L’idée, ici, est relativement simple: en fonction de certaines tuiles que l’on pige, chaque tour, on placera des bâtiments sur un terrain possédant certaines particularités, notamment divers types de ressources.
Ces bâtiments déclencheront, en fonction de certains facteurs, des effets allant de l’accumulation de points à l’obtention d’habiletés spéciales ayant leur propre influence sur notre score. Après tout, l’objectif ultime consiste à atteindre ou dépasser le nombre de points de chacun des niveaux à franchir, afin de tenter de remporter la partie.

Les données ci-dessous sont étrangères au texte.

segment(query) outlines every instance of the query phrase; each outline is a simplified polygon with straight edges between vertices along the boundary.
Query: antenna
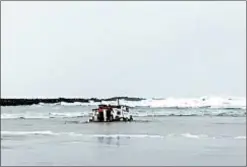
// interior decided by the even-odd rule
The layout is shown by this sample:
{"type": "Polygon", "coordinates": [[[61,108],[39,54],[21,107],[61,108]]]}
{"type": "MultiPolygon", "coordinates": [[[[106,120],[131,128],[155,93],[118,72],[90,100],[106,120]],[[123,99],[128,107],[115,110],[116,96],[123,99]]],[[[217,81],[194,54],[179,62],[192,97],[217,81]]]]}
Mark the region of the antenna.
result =
{"type": "Polygon", "coordinates": [[[119,104],[119,98],[117,98],[117,105],[119,106],[120,104],[119,104]]]}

Si l’idée des bâtiments ayant des effets sur leur voisinage immédiat ou plus éloigné évoque sans surprise tous ces titres de construction de villes, y compris la référence indétrônable qu’est le classique de Maxis, le côté synergie de la chose, avec entre autres la nécessité de coordonner le fonctionnement des bâtiments (dont le délai varie), rappelle clairement un autre jeu fantastique: Balatro.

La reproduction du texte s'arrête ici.